Basta uma espiada em qualquer cena de Persona ou Shin Megami Tensei para descobrir de qual jogo se trata — e com Metaphor: ReFantazio não é diferente, graças à excelente direção de arte que constrói uma identidade visual única.
Com inspiração em pinturas (e até referências diretas a obras reais), o jogo apresenta uma estética artística que conversa diretamente com o tema de fantasia medieval, esbanjando cores frias e aspectos da realeza. Além de ter indicativos visuais chamativos e bem pensados, que resultam numa interface estilosa, o que faz jus ao histórico da Atlus.
O mesmo pode ser dito do design de monstros, que reflete os temas da história ao brincar com misturas bizarras com elementos humanos e antropomórficos. Espere por muitos pássaros com rosto humano e óculos, dentes que andam, peixes com pernas e outras criaturas do tipo! Um detalhe interessante é como o estúdio cuida em detalhes dos visuais dos inimigos até no combate em turno, uma vez que comportamento e aparência do adversário muda ao receber golpes.

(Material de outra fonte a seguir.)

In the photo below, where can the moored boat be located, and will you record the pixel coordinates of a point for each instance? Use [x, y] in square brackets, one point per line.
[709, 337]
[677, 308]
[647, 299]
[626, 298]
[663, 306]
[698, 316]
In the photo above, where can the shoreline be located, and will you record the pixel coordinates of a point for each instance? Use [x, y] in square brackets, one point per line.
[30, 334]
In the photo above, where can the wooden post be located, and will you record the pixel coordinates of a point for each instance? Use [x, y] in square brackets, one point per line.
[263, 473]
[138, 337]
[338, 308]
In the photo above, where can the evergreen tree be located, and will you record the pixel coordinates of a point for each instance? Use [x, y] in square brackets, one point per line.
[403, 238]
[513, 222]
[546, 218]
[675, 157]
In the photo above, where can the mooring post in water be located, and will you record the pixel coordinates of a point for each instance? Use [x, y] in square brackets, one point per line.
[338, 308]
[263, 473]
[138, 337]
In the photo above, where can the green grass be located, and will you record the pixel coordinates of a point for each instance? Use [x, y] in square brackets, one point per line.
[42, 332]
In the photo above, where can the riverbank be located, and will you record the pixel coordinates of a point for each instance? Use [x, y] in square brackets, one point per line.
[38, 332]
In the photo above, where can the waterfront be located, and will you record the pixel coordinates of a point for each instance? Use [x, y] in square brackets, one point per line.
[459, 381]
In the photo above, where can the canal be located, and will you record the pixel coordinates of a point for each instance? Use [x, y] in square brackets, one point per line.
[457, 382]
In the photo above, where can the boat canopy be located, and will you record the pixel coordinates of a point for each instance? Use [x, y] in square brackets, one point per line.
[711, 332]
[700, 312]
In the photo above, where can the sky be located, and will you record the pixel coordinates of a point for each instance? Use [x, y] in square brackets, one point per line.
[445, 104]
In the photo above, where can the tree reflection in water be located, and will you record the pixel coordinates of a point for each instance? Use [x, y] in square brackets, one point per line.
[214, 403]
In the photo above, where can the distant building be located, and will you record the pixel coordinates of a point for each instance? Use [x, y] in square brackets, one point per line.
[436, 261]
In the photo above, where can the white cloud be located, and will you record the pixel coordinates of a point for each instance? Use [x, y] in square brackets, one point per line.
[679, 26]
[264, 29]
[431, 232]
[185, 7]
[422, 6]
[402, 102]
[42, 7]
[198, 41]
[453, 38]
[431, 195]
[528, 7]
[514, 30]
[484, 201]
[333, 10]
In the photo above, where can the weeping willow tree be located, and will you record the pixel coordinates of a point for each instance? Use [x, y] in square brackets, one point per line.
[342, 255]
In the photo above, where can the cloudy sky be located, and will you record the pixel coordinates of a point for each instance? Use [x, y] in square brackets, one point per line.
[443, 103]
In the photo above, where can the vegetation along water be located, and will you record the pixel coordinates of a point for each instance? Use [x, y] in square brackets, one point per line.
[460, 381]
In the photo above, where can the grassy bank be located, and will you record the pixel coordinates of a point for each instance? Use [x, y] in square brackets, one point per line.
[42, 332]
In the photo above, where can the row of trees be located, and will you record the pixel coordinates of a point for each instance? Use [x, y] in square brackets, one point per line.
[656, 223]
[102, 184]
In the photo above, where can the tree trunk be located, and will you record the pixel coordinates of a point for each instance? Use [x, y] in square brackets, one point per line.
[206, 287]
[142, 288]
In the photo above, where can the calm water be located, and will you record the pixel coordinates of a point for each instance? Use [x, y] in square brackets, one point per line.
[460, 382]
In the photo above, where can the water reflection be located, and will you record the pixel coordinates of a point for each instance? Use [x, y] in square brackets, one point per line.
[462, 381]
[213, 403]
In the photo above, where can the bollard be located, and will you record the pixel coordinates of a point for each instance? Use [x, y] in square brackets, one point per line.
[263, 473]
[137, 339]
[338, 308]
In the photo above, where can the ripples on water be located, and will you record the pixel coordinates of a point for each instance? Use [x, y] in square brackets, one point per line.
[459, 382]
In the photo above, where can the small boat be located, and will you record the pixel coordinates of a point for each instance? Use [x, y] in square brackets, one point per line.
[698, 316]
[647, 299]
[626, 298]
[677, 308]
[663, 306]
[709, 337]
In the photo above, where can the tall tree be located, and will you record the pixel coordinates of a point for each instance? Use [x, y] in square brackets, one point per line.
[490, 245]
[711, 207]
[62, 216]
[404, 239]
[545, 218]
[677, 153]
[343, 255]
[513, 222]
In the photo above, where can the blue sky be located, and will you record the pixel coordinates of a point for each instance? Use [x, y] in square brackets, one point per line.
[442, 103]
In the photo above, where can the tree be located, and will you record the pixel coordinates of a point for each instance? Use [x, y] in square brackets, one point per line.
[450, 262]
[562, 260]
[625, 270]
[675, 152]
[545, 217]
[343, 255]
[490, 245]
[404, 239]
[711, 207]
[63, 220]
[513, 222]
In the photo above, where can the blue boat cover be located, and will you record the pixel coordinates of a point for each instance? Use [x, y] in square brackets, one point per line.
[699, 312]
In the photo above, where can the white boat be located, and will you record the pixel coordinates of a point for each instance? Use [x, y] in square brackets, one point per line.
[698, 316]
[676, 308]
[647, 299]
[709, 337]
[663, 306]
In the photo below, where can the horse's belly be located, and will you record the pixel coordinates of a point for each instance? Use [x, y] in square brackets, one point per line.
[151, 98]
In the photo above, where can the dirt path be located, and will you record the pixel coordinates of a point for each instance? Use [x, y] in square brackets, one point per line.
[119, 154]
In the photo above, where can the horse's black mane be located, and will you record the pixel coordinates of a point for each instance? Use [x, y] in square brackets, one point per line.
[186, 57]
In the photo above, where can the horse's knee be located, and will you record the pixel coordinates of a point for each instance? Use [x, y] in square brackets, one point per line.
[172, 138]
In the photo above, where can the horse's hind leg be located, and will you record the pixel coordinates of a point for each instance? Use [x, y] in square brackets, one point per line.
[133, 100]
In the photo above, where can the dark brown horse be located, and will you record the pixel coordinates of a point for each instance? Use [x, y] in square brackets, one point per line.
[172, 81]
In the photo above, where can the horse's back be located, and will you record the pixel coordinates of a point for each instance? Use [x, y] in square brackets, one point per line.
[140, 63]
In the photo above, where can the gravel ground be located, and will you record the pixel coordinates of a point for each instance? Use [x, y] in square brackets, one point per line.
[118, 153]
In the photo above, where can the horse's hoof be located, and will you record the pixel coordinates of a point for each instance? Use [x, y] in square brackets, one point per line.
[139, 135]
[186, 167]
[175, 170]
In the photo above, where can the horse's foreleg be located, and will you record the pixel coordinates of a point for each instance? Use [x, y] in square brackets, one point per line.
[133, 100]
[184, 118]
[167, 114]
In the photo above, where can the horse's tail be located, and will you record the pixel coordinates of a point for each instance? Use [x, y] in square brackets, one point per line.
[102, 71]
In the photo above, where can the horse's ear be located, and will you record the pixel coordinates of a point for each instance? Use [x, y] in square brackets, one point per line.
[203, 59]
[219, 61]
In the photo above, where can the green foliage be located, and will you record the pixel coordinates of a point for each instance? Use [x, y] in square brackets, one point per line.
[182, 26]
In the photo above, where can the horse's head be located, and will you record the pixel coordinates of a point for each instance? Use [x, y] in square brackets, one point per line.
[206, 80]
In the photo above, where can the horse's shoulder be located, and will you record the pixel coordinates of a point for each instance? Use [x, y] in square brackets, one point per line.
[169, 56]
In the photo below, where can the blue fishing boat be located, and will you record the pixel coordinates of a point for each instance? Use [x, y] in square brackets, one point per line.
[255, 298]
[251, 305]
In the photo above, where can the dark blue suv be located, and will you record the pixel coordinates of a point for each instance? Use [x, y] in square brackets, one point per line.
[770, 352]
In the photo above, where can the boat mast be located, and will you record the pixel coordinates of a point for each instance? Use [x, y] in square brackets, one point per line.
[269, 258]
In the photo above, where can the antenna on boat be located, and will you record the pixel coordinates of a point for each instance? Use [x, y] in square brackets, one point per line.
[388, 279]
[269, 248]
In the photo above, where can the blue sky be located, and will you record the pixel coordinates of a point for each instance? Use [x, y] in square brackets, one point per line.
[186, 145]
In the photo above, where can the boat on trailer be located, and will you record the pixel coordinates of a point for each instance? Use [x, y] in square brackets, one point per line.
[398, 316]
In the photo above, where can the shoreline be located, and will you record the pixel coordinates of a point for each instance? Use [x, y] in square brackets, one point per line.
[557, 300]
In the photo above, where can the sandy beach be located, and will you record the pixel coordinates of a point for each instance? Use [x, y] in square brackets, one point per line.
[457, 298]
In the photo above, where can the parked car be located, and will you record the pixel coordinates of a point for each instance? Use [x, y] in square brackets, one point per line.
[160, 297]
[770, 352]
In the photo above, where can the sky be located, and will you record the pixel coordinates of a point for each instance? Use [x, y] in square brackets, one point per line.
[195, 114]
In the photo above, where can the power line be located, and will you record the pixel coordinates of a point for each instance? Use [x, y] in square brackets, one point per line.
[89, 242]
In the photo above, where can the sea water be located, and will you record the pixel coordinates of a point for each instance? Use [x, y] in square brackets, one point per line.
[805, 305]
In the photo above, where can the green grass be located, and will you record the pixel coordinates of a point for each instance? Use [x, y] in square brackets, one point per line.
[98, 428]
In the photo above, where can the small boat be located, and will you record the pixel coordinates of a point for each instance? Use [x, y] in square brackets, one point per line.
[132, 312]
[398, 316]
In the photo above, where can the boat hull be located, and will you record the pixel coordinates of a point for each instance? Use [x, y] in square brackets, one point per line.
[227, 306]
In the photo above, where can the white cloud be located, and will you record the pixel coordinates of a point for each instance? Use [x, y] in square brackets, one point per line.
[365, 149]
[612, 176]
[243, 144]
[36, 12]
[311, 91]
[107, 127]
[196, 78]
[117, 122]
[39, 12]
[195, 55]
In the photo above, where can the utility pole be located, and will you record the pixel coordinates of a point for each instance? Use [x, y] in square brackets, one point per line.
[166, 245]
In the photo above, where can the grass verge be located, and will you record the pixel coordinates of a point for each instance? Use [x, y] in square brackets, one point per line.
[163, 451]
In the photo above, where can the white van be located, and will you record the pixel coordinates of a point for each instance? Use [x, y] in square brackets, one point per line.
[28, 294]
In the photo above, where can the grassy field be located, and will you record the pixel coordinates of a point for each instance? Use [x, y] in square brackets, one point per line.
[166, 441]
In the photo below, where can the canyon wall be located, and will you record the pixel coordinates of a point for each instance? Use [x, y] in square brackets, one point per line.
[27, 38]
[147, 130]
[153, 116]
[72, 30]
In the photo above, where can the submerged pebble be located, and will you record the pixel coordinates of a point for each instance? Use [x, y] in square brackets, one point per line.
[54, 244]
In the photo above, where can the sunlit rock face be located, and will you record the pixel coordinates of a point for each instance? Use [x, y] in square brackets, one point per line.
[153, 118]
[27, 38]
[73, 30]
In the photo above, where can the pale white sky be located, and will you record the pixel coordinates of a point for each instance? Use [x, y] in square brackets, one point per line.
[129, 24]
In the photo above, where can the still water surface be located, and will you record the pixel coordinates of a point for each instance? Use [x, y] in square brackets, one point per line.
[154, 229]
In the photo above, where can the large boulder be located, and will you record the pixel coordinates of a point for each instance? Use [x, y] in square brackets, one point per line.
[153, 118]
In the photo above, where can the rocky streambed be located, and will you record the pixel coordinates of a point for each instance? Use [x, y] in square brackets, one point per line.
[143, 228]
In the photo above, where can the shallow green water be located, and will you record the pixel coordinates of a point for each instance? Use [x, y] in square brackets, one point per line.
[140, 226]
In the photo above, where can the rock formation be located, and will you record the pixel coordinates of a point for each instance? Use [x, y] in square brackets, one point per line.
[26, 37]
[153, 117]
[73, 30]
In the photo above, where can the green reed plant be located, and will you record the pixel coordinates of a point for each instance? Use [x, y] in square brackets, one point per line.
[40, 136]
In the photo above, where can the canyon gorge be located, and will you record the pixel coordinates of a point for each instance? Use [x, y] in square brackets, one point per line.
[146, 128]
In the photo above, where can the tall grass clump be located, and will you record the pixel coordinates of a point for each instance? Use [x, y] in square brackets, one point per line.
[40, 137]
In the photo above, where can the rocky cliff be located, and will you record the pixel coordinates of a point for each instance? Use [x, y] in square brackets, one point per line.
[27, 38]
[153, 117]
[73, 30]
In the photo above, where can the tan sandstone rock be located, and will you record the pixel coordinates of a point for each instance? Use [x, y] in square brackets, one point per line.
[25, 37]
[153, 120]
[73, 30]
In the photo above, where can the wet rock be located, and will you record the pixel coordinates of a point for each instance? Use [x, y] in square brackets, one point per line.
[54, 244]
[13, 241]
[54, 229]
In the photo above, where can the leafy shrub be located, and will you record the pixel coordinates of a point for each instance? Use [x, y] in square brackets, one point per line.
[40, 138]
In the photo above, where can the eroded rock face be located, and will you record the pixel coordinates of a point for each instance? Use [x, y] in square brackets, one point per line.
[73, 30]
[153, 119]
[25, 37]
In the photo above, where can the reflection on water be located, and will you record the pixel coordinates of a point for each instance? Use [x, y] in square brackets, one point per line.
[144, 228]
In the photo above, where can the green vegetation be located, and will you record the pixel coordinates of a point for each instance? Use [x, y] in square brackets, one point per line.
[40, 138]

Em tudo que propõe, Metaphor: ReFantazio tenta ser grandioso, e esse aspecto é intensificado pela trilha sonora e efeitos sonoros. Com orquestras que ecoam um sentimento épico, as músicas tornam cada momento mais impactante, seja no meio da pancadaria contra um chefão ou em conversas com companheiros e simpatizantes da causa.
Por fim, não dá para deixar de falar sobre a presença de localização em português brasileiro para texto e legendas, especialmente pela importância de ser um JRPG com muito diálogo, em que é fácil ficar perdido se não souber o que está acontecendo. Além de ser o primeiro jogo inédito da Atlus a chegar na nossa língua logo no lançamento.
Toda a tradução está cuidadosa e bem feita, mantendo termos específicos e importantes para o entendimento da trama (como “ignitor” e “magla”) e adaptando bem os trocadilhos (como o calendário com dias apelidados de “ócio-feira”, “aqua-feira”, “flama-feira” e por aí vai). Finalmente os brasileiros foram vistos pelo estúdio — e felizmente com uma localização mais do que satisfatória.
Novo clássico da Atlus?
Desde que foi anunciado, Metaphor: ReFantazio carregou muita pressão sobre os ombros. Não apenas é o mais novo projeto dos criadores de Persona e SMT, como também chega para “acalmar” a espera por um Persona 6 após o excelente Persona 5 — uma tarefa praticamente impossível.
Mas a Atlus consegue surpreender mais uma vez. Épico e grandioso em tudo que faz, Metaphor: ReFantazio aperfeiçoa a fórmula que tornou as franquias anteriores do estúdio tão conhecidas, e dá início a um universo ainda mais vasto em possibilidades. Uma experiência de cerca de 70 horas que é obrigatória a todo fã de JRPG, e um dos melhores de 2024.
Esta review foi feita com uma cópia de PlayStation 5 cedida pela Atlus.
Metaphor: ReFantazio será lançado em 11 de outubro para PlayStation 5, PlayStation 4, Xbox Series X|S e PC (via Steam), com legendas em português.